The racing fleets spent long mornings last weekend bobbing around, sweltering and waiting for wind, at the Annapolis Level Regatta, but when steady light southerlies finally filled in each afternoon, the regatta provided good competition in a unique format.

The regatta was co-managed by the Severn River Yacht Club -- which manned the race committee for Fleet 1 and was the host for the Saturday evening party -- and the Eastport Yacht Club, doing the race committee for Fleets 2 and 3 and conducting the awards presentations on Sunday.

The regatta drew more than 80 boats for one-design racing or its equivalent for those who normally race in handicap classes.

It was a combination of EYC's former J/Jamboree for many different J/boat one-designs and its newer PHRF Level Regatta, begun last year. Thus, because each group was either truly one-design or limited to a very narrow handicap band, in each class the racers competed boat-for-boat, with the first over the finish line the winner and no time corrections.

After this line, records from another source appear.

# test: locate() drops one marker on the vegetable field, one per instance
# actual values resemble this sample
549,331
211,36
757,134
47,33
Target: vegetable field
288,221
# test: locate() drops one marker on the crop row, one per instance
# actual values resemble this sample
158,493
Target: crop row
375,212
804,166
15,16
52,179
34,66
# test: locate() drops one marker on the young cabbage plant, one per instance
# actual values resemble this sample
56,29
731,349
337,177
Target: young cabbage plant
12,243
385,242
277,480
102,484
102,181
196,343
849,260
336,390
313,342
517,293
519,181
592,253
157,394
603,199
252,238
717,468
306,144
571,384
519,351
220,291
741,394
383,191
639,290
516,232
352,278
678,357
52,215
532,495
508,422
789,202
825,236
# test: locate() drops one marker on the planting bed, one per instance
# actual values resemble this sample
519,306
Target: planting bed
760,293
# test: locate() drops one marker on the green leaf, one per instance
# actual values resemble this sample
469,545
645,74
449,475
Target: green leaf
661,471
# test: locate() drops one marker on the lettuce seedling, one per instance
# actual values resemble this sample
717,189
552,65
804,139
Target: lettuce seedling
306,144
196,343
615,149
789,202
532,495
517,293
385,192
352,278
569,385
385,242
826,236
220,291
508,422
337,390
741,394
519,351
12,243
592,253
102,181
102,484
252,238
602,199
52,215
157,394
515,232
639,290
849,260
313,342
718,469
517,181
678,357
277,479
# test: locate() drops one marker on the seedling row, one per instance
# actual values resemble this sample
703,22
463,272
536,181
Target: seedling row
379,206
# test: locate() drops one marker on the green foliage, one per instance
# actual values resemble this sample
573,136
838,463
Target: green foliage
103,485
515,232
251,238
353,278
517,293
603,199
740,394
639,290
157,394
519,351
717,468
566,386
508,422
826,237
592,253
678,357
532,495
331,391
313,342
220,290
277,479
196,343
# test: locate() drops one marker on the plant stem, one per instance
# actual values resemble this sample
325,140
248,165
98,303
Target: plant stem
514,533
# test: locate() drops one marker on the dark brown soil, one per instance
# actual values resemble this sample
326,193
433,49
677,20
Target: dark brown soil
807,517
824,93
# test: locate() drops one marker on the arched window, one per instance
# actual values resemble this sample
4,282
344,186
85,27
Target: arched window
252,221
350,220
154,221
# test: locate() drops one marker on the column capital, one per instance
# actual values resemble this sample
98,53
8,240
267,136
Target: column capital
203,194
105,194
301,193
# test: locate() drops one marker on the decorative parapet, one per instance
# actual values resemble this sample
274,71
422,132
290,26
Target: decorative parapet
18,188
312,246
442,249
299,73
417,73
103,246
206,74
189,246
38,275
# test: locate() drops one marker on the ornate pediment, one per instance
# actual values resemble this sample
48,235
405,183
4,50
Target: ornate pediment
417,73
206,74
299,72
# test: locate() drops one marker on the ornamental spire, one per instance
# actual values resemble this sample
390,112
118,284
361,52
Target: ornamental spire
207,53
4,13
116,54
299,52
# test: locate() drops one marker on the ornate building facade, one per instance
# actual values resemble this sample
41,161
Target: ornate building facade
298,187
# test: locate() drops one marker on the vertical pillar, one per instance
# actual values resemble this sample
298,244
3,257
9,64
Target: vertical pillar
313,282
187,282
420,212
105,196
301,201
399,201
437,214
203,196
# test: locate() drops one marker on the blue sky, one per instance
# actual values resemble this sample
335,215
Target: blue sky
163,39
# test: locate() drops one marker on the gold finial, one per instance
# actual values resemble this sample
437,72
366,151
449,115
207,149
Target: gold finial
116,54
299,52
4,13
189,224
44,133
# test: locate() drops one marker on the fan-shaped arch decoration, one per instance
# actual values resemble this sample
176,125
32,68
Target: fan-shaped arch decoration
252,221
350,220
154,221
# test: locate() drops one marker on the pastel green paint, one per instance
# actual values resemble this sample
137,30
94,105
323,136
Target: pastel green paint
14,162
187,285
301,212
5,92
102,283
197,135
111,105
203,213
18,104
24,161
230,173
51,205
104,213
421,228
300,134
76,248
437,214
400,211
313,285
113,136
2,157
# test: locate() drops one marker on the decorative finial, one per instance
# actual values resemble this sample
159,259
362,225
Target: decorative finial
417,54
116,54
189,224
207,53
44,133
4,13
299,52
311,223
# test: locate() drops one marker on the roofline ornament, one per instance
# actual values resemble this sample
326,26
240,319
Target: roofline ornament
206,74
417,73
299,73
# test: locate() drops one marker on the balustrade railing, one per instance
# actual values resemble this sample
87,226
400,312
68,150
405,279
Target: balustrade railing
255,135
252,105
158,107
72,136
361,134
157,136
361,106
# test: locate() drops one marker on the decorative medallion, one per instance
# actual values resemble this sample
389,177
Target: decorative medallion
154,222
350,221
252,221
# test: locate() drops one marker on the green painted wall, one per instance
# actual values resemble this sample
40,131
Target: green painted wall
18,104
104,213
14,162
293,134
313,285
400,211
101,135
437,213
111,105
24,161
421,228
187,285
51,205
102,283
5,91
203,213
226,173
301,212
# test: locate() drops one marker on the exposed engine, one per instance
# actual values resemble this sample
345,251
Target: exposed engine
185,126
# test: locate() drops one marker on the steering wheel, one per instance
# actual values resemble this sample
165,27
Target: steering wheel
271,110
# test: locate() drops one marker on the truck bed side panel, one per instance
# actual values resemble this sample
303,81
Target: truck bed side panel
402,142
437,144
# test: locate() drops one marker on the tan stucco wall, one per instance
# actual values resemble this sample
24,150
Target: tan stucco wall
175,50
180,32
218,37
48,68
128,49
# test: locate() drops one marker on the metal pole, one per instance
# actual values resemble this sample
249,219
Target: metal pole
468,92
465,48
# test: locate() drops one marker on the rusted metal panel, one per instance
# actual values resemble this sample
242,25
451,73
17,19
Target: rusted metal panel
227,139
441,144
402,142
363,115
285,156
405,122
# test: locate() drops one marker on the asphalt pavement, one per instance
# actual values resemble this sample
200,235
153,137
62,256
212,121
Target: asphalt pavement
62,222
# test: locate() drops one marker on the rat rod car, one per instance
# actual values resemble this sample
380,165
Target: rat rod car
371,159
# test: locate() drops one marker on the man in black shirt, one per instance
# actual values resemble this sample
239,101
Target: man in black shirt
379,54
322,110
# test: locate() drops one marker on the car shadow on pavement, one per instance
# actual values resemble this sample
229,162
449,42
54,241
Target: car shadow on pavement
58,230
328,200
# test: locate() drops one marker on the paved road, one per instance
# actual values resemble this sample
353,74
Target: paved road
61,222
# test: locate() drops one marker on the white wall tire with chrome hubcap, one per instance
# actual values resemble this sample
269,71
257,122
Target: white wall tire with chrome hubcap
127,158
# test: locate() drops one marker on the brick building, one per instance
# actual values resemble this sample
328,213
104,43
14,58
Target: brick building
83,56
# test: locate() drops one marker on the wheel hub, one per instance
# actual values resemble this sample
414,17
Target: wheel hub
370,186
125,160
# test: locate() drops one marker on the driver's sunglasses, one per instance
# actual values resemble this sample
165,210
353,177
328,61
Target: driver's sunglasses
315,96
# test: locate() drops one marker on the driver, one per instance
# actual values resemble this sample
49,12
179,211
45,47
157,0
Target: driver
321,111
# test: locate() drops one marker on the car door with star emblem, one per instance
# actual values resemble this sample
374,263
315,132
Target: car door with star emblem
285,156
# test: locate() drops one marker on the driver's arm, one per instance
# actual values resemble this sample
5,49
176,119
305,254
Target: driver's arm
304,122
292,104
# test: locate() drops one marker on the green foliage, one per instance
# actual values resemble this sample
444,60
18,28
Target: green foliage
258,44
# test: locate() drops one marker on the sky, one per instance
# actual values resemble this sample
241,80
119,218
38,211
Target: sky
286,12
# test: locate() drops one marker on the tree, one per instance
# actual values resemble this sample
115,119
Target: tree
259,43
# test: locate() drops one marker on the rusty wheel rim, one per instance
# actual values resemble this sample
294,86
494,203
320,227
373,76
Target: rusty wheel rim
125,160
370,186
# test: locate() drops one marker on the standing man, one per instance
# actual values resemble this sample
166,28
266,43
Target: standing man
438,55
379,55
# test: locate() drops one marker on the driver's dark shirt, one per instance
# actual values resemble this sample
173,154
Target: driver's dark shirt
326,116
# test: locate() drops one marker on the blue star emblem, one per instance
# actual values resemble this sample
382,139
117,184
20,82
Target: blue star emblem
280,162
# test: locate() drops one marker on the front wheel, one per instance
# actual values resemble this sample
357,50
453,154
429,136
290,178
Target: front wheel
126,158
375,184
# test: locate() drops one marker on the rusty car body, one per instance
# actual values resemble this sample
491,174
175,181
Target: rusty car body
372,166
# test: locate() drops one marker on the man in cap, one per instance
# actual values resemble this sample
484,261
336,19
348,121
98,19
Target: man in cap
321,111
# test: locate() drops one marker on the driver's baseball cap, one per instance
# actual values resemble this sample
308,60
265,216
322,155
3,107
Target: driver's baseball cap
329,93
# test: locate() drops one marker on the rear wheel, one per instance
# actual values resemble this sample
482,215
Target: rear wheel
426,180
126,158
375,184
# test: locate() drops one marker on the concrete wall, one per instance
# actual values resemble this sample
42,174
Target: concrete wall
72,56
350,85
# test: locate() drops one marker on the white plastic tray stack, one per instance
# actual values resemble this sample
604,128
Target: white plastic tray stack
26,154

In Fleet 1, starts were given for J/22s, Catalina 27s and Tritons, and three races were completed Saturday with an additional two on Sunday -- meaning this group was the only one to get to the five-race point and get a worst-race throwout.

Fleet 2, including the J/30s, J/24s and PHRF boats grouped around the 129 rating level, raced twice on Saturday, with only a single contest on Sunday before the 3 p.m. drop-dead time.

The J/30 series was truncated to two races, however, after a competitor's request for redress based on the sailing instructions forced post-competition abandonment of Saturday's second contest.

Fleet 3 sailors, competing in J/29s, PHRF level 60, PHRF level 96 and PHRF level 111, had only a single contest on Saturday after the day's first race had to be abandoned in an extreme wind shift. But they got in two more on Sunday.

Winning the one-design division overall was the Lewis/Salvesen team on Mirage, best in the J/29 class in Fleet 3 with straight bullets.

Dave Lewis, brothers Scott and Fred Salvesen, and their crew are no strangers to winning, having won numerous competitions with their sailing and handling skills.

Best in the PHRF level division was level 129 winner Mel Tockman and his crew on his S-2 9.1 Stat, also with the best score in Fleet 2 with an unbroken string of aces. "I think a successful PHRF racer needs to have good sails and good crew, and I had both," Tockman said.

As a handicap-division sailor, Tockman said he enjoyed the level racing of the regatta and hopes to see the format copied by more clubs.

"I think the concept of level racing for cruising boats is an ideal one for club racing," he said. "I'd really like to give glowing praise to the race committee, who did a superb job laying out the structure of the whole weekend.

"They could have started races earlier before the wind really came in, but we would have had to abandon it, so their patience in waiting for good wind was a real key to the regatta's success."